Tuesday
Family
Jeff Friedman
"It's the end of the world," my father proclaimed at the breakfast table, rising in his bear-checked pajamas. "Not again," my mother replied, emptying the scraps on the plates into the garbage and putting the dishes into the dishwasher.
He had that look in his eyes, and he had been up all night reading the Black Book and making notes in his journal in red ink. He showed me his notes, which were indecipherable, except for the sentence, "Get out of town quick" underlined twice for emphasis. I was used to his predictions and prophecies, used to running down to the basement with our belongings because he smelled a tornado in the air or putting on a lead-lined jumpsuit and a helmet with a breathing tube and oxygen mask to prepare for a nuclear attack.
Once my father thought the chipmunks that burrowed under the patio were the souls of his ancestors. He carried on conversations with them at all hours and got advice on how to invest in the stock market. He actually did pretty well with his investments so my mother let him continue the conversations until the chipmunks advised him to sell the house.
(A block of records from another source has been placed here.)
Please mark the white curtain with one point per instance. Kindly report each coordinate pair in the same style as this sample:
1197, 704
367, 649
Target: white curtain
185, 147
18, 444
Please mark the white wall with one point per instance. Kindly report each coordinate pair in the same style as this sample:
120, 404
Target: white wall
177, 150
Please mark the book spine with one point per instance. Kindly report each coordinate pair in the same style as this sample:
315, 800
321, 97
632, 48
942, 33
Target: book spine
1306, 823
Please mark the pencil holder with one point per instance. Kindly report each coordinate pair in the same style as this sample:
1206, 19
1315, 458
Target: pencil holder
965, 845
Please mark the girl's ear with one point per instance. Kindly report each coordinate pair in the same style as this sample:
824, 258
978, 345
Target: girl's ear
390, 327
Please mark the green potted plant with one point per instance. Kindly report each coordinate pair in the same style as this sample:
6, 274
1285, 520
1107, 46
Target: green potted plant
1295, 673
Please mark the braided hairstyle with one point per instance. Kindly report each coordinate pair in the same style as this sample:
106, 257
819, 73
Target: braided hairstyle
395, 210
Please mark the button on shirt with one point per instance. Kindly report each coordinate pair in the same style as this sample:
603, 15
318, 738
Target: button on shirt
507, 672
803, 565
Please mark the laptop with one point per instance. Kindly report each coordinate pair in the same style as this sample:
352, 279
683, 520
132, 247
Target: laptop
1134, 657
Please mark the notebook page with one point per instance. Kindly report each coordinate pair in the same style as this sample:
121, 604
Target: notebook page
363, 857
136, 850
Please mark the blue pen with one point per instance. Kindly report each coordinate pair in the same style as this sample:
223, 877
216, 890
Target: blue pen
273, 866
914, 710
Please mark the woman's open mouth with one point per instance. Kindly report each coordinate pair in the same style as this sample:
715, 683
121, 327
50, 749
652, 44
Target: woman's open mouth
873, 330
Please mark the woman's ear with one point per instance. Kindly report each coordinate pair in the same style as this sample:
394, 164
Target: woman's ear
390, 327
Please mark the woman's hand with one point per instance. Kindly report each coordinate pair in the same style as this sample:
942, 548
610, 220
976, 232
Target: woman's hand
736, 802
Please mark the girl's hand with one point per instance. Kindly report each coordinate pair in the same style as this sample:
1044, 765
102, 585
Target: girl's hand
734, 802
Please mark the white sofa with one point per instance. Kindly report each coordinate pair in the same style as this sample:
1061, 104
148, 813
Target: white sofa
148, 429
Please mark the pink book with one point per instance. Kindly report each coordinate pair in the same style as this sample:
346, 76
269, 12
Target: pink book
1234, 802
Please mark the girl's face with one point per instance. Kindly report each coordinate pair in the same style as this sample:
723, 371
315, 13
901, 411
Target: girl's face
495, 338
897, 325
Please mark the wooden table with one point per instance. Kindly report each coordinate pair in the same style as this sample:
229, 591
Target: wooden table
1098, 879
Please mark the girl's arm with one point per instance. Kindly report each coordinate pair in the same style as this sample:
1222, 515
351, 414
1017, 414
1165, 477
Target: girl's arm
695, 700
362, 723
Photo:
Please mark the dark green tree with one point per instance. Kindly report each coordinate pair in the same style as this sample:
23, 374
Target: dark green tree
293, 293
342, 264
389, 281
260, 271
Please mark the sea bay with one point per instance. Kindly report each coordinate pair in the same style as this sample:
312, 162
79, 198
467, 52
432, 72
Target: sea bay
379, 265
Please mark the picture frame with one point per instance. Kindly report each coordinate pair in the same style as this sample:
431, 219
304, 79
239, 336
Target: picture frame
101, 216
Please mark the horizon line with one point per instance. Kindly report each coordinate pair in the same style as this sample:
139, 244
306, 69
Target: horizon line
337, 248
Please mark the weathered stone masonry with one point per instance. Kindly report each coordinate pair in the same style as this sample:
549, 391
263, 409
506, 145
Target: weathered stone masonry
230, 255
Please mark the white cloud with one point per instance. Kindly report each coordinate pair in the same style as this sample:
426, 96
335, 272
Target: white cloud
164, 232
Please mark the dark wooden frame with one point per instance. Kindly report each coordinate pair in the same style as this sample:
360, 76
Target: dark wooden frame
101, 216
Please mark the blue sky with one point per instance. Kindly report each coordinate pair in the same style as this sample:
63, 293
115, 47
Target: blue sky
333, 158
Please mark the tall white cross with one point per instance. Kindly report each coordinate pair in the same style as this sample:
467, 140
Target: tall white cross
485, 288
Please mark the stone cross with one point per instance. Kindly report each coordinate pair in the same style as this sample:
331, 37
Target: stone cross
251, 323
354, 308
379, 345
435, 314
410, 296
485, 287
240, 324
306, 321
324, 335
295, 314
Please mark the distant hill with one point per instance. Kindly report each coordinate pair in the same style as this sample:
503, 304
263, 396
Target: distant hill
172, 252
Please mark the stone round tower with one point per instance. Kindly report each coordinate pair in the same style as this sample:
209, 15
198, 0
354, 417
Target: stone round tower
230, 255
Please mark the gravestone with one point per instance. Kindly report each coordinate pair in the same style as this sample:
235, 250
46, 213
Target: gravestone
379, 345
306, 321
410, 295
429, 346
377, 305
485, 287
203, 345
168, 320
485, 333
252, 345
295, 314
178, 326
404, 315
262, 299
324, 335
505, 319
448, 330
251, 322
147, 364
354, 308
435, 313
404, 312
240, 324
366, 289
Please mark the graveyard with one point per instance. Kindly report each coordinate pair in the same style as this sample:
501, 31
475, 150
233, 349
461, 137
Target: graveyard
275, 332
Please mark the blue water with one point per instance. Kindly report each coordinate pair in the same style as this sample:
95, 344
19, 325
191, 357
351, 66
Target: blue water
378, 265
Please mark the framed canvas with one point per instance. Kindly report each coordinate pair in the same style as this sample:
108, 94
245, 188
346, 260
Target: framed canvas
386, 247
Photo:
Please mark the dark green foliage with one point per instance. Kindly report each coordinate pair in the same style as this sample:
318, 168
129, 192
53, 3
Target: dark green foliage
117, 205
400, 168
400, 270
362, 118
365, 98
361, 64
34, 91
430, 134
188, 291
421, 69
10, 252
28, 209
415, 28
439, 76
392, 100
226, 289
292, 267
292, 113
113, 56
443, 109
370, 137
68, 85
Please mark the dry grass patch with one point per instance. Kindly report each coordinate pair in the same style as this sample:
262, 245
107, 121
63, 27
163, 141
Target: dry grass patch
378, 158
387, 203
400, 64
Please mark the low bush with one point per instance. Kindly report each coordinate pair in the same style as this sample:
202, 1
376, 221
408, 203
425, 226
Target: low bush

"Son, get the boat; it's our only way out of here." He said this with some urgency though we were landlocked and had been in a drought for two years. "He means the Cadillac," my mother interjected. "But we don't have a Cadillac; we have a Buick." "Get the car," she insisted, "and pull it up front so he can see it."
As always, I did as I was told. When I came back into the house, my father had put on his trousers and a sports coat, and my mother was dressed, but my sister was still strutting around in a nightshirt and panties. My father put his hand on Rachel's ass, which caused my mother to hit him over the head with a pan. When he came to, he ranted on and on about spreading his seed to keep the human race alive.
"Ignore him," my mother said. "Dad's a perv," Rachel responded. I shepherded everybody out of the house because I thought the fresh air would do us all some good, but the air was thick and hot.
The sun caught fire, a blaze spreading across the sky. As we walked up the block, we could hear screams and shouts coming from our neighbors' houses. Ahead of us, the desert stretched toward the mountains. My father ordered us to march across the sand, to keep our faces forward, or a disaster would befall us. But my mother turned back to see flames raining down on her house--all her things lost--and bitterness plagued her the rest of the days of her life.
Note: Originally published in 2010, Quick Fiction.
Author's Note
"Family" began as a midrash* on the biblical story of Lot's Wife being turned to a pillar of salt and the destruction of Sodom and Gomorrah, but during the course of writing it, I found myself mixing the sadness of the situation with comic exchanges. The father in my story combines elements of Lot and the father in Bruno Schultz's father stories, but is mostly inspired by my own father, a terrific salesman and a terrible businessman. Like my father, this father is up most of the night, and I suppose his insomnia contributes to his visions or hallucinations. Like Lot, he thinks he's communicating with his ancestors or his God, but the son notes/remembers that the father thinks the souls of his ancestors speak to him in the voice of chipmunks. And the mother, a composite of Lot's Wife and my mother, allows him to make decisions for the family that she knows are questionable until he wants to sell the house and then she steps in. The son tells us that the father has frequently predicted the end of the world, but in this particular story his prophecy of fiery destruction appears to be coming true. In the Bible, Lot's wife, after being warned not to look back, looks back and then is turned into a pillar of salt. Forced to leave her home, the mother in "Family" sees the flames raining down, and bitterness plagues her the rest of the days of her life, but she is not destroyed and still can provide strength for her family.
*Midrash is an interpretation of or commentary on a biblical text or passage.
Jeff Friedman's sixth collection of poetry, Pretenders, was published by Carnegie Mellon University Press in February 2014. His poems, mini stories and translations have appeared in many literary magazines, including American Poetry Review, Poetry, New England Review, The Antioch Review, Poetry International, Hotel Amerika, Vestal Review, Quick Fiction, Flash Fiction Funny, Smokelong Quarterly, 100-Word Story, Flashfiction.net, Journal of Compressed Creative Arts, and The New Republic. Dzvinia Orlowsky's and his translation of Memorials by Polish Poet Mieczslaw Jastrun was published by Lavender Ink/Dialogos in August 2014. He and Orlowsky were awarded an NEA Literature Translation Fellowship for 2016.